So I am trying to monitor the logs of a VM running Centos 7. Specifically the one giving problems is /var/log/messages. I have changed both the group ownership of the file ( made the pertaining change in logrotate.conf ) and manually on the already created file. Below you can see the permissions of it :
[matias@Centos_7_VM ~]$ sudo ls -lh /var/log/messages
-rw-rwx---+ 1 root zabbix 889K jul 25 10:53 /var/log/messages
[matias@Centos_7_VM ~]$ getfacl /var/log/messages
getfacl: Removing leading '/' from absolute path names
# file: var/log/messages
# owner: root
# group: zabbix
user::rw-
user:zabbix:rwx
group::---
mask::rwx
other::---
But even with all of those changes, the zabbix agent is getting permission denied to read that log.

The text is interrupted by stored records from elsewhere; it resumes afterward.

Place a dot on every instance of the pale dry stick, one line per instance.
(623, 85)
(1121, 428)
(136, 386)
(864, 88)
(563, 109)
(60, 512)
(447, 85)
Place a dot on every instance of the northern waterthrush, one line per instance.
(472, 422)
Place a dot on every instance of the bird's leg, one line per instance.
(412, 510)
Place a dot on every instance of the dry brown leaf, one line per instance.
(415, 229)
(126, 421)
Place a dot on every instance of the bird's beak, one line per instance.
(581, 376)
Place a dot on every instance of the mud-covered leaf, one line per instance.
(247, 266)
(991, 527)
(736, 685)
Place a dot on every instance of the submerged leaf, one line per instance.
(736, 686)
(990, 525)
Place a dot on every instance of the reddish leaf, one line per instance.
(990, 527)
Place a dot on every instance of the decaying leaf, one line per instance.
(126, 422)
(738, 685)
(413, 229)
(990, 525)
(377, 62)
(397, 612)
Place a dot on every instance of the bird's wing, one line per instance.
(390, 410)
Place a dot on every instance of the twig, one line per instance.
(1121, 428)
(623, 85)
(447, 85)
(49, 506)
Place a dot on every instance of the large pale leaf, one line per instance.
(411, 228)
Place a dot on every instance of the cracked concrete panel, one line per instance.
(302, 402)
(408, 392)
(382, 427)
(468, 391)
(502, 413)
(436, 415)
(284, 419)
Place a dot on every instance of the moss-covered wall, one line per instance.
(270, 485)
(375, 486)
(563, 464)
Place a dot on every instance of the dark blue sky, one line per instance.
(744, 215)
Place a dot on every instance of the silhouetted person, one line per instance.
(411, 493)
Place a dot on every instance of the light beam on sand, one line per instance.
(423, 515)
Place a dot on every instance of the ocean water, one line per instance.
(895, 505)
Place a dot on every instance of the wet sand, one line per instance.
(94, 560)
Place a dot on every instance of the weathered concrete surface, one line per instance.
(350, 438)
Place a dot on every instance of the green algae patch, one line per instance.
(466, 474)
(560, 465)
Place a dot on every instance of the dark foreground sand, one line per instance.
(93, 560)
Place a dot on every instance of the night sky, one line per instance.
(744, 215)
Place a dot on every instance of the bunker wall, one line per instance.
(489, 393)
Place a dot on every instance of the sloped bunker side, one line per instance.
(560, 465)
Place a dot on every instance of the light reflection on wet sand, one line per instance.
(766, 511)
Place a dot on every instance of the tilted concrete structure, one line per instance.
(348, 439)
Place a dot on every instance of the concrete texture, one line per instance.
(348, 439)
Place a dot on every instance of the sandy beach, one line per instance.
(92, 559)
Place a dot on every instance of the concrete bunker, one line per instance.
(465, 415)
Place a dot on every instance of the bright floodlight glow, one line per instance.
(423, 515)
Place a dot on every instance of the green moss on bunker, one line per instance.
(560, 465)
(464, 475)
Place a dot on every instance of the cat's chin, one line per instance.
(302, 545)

Is there something else blocking that process from reading the file?
Agent log
993:20180725:062459.211 Starting Zabbix Agent [Centos_7_VM]. Zabbix 3.2.11 (revision 76339).
993:20180725:062459.256 **** Enabled features ****
993:20180725:062459.257 IPv6 support: YES
993:20180725:062459.257 TLS support: YES
993:20180725:062459.257 **************************
993:20180725:062459.257 using configuration file: /etc/zabbix/zabbix_agentd.conf
993:20180725:062459.303 agent #0 started [main process]

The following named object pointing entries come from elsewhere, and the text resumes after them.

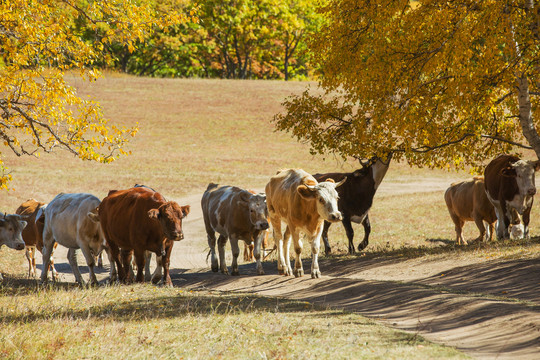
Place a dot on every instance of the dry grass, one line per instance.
(148, 322)
(193, 132)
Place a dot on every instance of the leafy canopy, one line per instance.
(39, 42)
(438, 83)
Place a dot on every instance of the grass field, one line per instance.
(193, 132)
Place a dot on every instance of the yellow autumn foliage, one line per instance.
(39, 42)
(435, 82)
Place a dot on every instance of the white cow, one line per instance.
(296, 198)
(11, 227)
(67, 222)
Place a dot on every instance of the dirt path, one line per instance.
(488, 309)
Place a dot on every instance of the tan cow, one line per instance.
(33, 234)
(467, 201)
(296, 198)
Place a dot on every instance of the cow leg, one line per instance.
(139, 260)
(327, 248)
(30, 256)
(113, 274)
(259, 239)
(48, 241)
(115, 254)
(350, 233)
(147, 259)
(72, 259)
(526, 219)
(158, 273)
(52, 268)
(458, 227)
(286, 248)
(503, 222)
(212, 245)
(315, 245)
(125, 257)
(165, 260)
(236, 251)
(278, 239)
(480, 225)
(222, 240)
(90, 260)
(367, 231)
(298, 268)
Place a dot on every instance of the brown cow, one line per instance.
(33, 235)
(467, 201)
(140, 219)
(510, 184)
(295, 197)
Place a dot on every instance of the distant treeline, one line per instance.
(234, 39)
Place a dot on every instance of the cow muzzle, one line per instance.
(177, 236)
(262, 225)
(335, 217)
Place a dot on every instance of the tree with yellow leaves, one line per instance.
(39, 42)
(437, 83)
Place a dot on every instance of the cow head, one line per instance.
(11, 227)
(256, 205)
(523, 171)
(326, 196)
(170, 216)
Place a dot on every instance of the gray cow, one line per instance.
(235, 214)
(11, 227)
(67, 222)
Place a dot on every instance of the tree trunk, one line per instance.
(525, 114)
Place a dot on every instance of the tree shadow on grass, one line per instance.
(185, 303)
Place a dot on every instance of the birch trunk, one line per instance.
(525, 114)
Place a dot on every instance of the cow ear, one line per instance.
(306, 192)
(242, 203)
(153, 214)
(341, 182)
(93, 216)
(185, 210)
(244, 196)
(509, 172)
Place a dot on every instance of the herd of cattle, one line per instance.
(140, 221)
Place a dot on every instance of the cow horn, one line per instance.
(341, 182)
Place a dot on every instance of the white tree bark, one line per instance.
(525, 114)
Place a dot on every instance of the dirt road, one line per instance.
(486, 308)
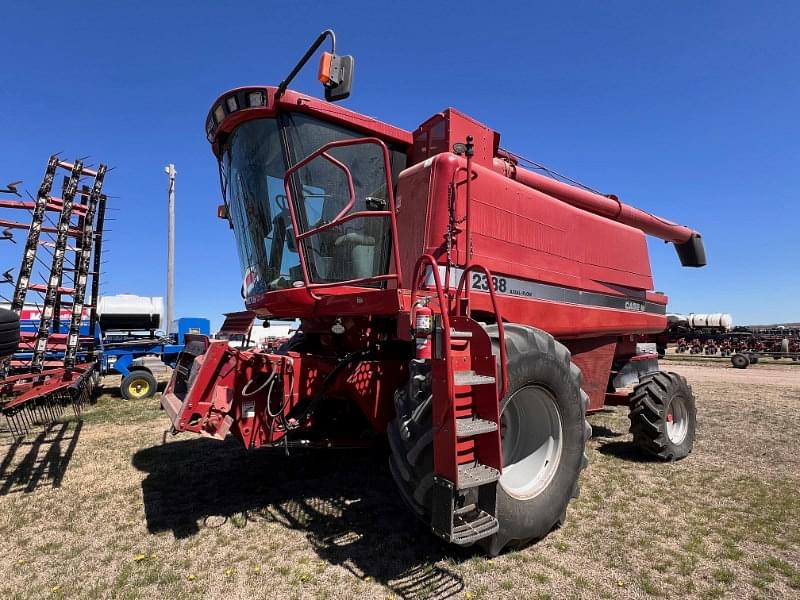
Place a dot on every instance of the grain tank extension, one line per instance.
(470, 309)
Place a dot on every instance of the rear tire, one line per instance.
(138, 385)
(663, 416)
(532, 495)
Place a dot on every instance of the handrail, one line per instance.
(462, 285)
(343, 216)
(443, 308)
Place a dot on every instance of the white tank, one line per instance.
(702, 320)
(128, 312)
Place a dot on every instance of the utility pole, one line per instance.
(171, 172)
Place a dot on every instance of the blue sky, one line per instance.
(684, 109)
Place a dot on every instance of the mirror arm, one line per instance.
(309, 53)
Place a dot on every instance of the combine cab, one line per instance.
(470, 309)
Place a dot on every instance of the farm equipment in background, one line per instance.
(236, 329)
(472, 309)
(714, 335)
(240, 330)
(55, 362)
(132, 345)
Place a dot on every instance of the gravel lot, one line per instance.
(107, 508)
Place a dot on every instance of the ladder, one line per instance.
(467, 454)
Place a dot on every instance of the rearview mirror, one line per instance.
(336, 74)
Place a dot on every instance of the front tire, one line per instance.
(544, 433)
(663, 416)
(138, 385)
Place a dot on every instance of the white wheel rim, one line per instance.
(531, 442)
(677, 421)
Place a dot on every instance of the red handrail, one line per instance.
(443, 308)
(462, 285)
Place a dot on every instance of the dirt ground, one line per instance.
(108, 507)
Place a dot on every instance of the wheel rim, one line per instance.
(532, 440)
(139, 388)
(677, 420)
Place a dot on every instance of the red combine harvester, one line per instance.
(473, 310)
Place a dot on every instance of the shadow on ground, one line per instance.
(601, 431)
(626, 451)
(38, 460)
(345, 502)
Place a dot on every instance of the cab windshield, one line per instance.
(255, 158)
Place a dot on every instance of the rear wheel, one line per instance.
(663, 415)
(543, 435)
(138, 385)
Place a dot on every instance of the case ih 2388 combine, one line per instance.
(472, 310)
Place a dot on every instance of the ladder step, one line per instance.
(42, 287)
(475, 474)
(469, 426)
(471, 378)
(468, 531)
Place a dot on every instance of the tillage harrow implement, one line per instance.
(55, 365)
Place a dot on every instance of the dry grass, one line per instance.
(108, 509)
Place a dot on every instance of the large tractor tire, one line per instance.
(138, 385)
(544, 433)
(663, 415)
(9, 332)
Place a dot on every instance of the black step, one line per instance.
(469, 426)
(476, 474)
(471, 378)
(466, 531)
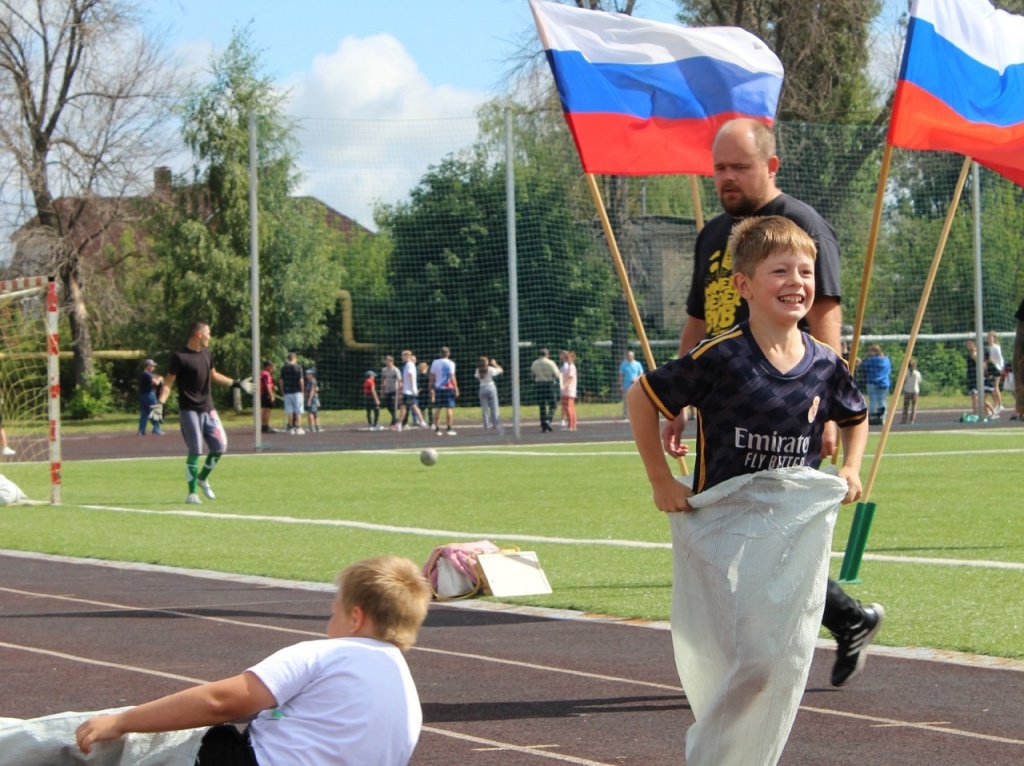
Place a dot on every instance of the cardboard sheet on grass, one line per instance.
(464, 569)
(750, 566)
(50, 740)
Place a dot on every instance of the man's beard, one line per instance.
(741, 208)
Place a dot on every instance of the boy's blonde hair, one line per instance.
(754, 239)
(392, 592)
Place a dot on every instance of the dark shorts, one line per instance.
(444, 397)
(225, 746)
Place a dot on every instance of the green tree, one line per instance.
(204, 243)
(83, 100)
(823, 46)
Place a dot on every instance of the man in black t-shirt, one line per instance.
(744, 170)
(293, 391)
(192, 373)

999:20180725:062459.359 agent #1 started [collector]
1003:20180725:062459.396 agent #2 started [listener #1]
1004:20180725:062459.406 agent #3 started [listener #2]
1005:20180725:062459.413 agent #4 started [listener #3]
1007:20180725:062459.472 agent #5 started [active checks #1]
1007:20180725:105103.700 active check "log[/var/log/messages,(?i)error]" is not supported: Cannot open file "/var/log/messages": [13] Permission denied
Best Answer
It's called SELinux.
Unfortunately the SELinux policy for the Zabbix agent is not well developed (yet) and almost anything you might want to monitor is going to be denied. I personally set the Zabbix agent type to permissive to work around this. This lets the Zabbix agent essentially bypass SELinux while it still applies to everything else on the system.